The Overexamined Life
Recently a friend recommended I read Let the Great World Spin by Colum McCann. Full of short stories, it’s starting to become one of my favorite books. McCann has the ability to pull you in and give insight into not only what the characters are doing, but how they’re actually feeling in any given moment. As he was describing the grief felt by a mother whose son was killed in the Vietnam war, he mentioned this quote:
“The overexamined life is not worth living”
Interesting isn’t it? Aside from the nod to Socrates, McCann gives us some simple advice. We all know the dangers of overthinking. It adds stress, takes away from accomplishing our goals, and most of the time the little scenarios that we play out in our heads never even end up happening. Thinking too much about something and analyzing it over and over again does nobody any good, so why do we continue to do it?
I wish I had an answer to that question. Honestly, if I did I’d be much better off. Every decision or conversation that I had wouldn’t be analyzed over and over again until I had exhausted all possible scenarios in my head. I want to say this used to serve some kind of purpose in our primitive past. But I’m much more inclined to say this is just a byproduct of something we as humans are all very good at; producing situations in our mind and trying to predict the most likely outcome. However, instead of helping us predict the future, this ability has transformed into something we use to replay imperfect moments in our past.
If you think about it, over-thinking is just a result of feeling as if there’s no control over our lives. We all have the power to manage most of the things that happen to us — most. But for the times that we don’t, I think it’s important to remember that no matter how many times we play out different scenarios in our head, unexpected events will always happen. The hardest part about reducing overthinking is being able to differentiate between things that can be changed, and things that can’t. Once you find the right balance, it’s all about implementing it so the days of constantly worrying over the small things become few and far between. Realizing that — in the grand scheme of things — most of the things you’ve been worried about are only bothersome to you. After you’re able to come to terms with knowing not everything is in your control, you can free your worried mind and direct your focus to things that are in your power to change.
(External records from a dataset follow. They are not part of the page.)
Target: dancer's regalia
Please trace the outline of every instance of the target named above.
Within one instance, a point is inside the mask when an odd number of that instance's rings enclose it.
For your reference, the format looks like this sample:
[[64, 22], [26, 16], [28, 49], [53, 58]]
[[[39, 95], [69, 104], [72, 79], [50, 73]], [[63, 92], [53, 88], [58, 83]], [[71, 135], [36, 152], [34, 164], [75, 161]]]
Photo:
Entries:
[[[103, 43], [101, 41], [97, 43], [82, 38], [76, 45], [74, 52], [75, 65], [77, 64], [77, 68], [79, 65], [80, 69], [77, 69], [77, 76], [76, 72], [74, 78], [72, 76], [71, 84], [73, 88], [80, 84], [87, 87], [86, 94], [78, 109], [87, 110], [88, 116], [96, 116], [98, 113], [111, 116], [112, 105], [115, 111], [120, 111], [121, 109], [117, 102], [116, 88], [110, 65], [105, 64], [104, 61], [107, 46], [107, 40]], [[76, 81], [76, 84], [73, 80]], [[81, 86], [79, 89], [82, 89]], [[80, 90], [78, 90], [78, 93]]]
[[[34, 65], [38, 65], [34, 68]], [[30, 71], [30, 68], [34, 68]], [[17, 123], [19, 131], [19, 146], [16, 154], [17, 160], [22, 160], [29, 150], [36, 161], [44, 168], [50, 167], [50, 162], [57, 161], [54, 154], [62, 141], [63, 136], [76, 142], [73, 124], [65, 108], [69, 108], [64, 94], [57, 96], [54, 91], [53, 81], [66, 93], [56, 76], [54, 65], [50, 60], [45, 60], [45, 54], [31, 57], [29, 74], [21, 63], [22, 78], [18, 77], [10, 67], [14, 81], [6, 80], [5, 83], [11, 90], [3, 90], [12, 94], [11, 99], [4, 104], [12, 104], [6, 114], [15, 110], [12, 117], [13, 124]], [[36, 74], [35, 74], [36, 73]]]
Everything has an opportunity cost. So by not replaying a conversation in your head for the 10th time, you instead get to focus on something concrete, and make a difference in your life where it’s actually possible to. Rather than wasting all of your energy thinking about what you should have said or what you should have done, you can instead learn quickly from your mistakes and improve for the next situation. Learning from your past failures and shortcomings is a vital skill, but getting wrapped up in them and constantly berating yourself for making those mistakes only sets you further back from your goals.
I’m not saying this is easy, I’m not saying it will happen overnight, and I’m definitely not saying I have perfected this skill. In fact far from it. But even though I’m still a ways away from living a worry-free life, by being conscious of my tendency to overthink things, I’ve noticed a large difference. It may not be easy to overcome, but with deliberate practice, we can all learn to calm down a little, and not stay up late at night going over why we said ‘you too’ to the waiter that told us to enjoy our meal.